= BOLDfest =

Canadian annual lesbian-communal conference

BOLDfest (Bold Older Lesbians and Dykes) is an annual conference held in Vancouver, British Columbia to create community for lesbians over 45 from Canada and the United States. The conference is held by BOLD, a non-profit society, which states that its mission is "to raise the visibility of older lesbians, and to provide a venue to meet and to share information and opportunities for learning, networking, and organizing". BOLDfest was created to create community for older lesbians, combat isolation and age-based exclusion from other facets of the queer community, and to remember and celebrate lesbian histories.
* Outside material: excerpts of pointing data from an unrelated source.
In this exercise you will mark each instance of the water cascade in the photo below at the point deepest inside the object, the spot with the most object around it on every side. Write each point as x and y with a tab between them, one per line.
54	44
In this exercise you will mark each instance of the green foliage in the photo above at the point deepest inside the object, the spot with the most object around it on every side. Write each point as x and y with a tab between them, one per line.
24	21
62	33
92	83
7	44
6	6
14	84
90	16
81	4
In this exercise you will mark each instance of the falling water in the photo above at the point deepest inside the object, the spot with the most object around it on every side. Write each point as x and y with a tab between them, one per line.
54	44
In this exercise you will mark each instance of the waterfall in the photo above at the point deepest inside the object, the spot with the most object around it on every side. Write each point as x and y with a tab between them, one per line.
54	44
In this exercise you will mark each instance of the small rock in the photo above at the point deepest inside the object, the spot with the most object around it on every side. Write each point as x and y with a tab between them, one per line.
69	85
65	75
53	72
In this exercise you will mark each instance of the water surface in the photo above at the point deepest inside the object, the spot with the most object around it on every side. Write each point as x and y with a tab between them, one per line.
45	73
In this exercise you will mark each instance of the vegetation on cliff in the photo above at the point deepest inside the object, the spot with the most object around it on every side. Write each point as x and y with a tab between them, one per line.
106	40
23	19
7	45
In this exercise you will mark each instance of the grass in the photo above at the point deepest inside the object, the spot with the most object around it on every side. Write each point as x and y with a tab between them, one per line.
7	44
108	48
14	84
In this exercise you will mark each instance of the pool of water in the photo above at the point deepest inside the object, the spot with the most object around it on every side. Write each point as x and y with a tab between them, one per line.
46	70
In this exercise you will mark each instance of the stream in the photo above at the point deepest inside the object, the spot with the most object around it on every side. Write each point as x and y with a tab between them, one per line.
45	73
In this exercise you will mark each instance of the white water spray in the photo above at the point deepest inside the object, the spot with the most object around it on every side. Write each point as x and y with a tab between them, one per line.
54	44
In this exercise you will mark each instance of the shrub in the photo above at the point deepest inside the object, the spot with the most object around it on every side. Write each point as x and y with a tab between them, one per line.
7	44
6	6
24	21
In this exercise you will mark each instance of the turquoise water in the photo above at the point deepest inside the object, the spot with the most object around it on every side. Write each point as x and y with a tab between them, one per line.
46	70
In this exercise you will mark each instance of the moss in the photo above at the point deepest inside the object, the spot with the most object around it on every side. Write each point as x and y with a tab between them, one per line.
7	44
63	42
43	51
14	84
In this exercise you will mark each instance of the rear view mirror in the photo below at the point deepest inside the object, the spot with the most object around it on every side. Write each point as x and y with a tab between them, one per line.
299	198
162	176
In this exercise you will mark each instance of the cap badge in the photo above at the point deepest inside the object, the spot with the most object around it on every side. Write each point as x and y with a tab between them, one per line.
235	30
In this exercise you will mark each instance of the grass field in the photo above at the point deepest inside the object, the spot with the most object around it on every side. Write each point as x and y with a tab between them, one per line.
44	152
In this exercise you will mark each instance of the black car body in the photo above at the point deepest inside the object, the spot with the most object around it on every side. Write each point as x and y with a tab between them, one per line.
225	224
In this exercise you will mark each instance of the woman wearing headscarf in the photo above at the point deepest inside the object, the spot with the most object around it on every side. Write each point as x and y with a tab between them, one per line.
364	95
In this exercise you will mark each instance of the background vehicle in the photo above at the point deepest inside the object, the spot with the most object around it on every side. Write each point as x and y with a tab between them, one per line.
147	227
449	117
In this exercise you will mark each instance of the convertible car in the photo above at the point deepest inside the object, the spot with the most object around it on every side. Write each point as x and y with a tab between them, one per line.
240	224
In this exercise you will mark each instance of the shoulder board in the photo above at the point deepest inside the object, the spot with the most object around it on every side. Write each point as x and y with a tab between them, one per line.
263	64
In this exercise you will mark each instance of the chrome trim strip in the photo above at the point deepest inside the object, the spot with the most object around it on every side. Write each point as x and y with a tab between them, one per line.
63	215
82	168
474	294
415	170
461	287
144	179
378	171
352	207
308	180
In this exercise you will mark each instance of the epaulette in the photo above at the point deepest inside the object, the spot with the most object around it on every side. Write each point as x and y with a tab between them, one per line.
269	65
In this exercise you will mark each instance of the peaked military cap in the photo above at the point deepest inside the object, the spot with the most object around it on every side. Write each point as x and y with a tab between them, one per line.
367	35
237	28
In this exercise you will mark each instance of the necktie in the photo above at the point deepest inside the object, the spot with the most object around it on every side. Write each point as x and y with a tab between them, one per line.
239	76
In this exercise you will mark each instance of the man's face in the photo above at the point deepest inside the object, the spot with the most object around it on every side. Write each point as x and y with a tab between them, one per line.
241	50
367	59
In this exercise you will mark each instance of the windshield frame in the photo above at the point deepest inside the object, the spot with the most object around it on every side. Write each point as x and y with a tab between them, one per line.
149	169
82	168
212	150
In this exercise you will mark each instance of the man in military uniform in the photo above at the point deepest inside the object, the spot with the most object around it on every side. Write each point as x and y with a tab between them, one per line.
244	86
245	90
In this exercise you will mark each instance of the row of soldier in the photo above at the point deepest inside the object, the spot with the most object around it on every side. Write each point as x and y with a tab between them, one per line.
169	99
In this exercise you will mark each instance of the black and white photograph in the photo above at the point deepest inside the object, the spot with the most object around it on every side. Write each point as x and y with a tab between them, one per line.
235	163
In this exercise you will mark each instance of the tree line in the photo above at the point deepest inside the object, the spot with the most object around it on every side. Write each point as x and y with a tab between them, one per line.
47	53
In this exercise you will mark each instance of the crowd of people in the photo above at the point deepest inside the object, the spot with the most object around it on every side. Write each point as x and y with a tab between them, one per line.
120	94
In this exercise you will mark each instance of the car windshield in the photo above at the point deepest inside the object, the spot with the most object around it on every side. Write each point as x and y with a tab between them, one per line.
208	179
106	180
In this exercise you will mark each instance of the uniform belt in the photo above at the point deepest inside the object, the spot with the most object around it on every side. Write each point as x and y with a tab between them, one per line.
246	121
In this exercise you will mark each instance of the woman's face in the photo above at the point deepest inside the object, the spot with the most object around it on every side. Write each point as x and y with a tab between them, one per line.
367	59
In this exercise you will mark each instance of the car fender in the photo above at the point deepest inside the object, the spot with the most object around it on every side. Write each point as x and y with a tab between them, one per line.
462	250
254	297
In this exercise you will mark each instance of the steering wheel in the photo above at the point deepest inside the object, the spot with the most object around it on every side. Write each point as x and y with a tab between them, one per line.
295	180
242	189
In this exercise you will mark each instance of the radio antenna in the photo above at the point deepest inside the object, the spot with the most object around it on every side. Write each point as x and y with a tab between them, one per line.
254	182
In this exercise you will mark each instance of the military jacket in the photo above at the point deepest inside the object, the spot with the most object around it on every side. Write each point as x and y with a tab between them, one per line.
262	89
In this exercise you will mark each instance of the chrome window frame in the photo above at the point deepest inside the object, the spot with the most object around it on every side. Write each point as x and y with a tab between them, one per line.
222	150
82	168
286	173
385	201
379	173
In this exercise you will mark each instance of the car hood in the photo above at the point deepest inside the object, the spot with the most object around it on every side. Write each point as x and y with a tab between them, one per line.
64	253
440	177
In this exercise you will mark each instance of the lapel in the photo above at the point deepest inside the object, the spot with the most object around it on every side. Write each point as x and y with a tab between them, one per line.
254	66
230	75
BOLD was founded in 2004 by Pat Hogan and Claire Robson, and the annual conference is held in West Vancouver at the West Coast Plaza hotel on the weekend following Labour Day weekend. The annual gathering features workshops, dances, musical performances, and an array of social events. BOLD also features an award for BOLD Woman of the Year, honouring one woman from the North American lesbian community who has made significant contributions and who is underrepresented by the mainstream media. In 2014, BOLD celebrated their 10-year anniversary and honoured Margy Lesher, cofounder of The Lesbian Connection, the longest running worldwide lesbian publication, as BOLD Woman of the Year. Over the years, BOLD has held a number of larger panel discussions during the conference, featuring many prominent lesbian and queer scholars, activists, and figures.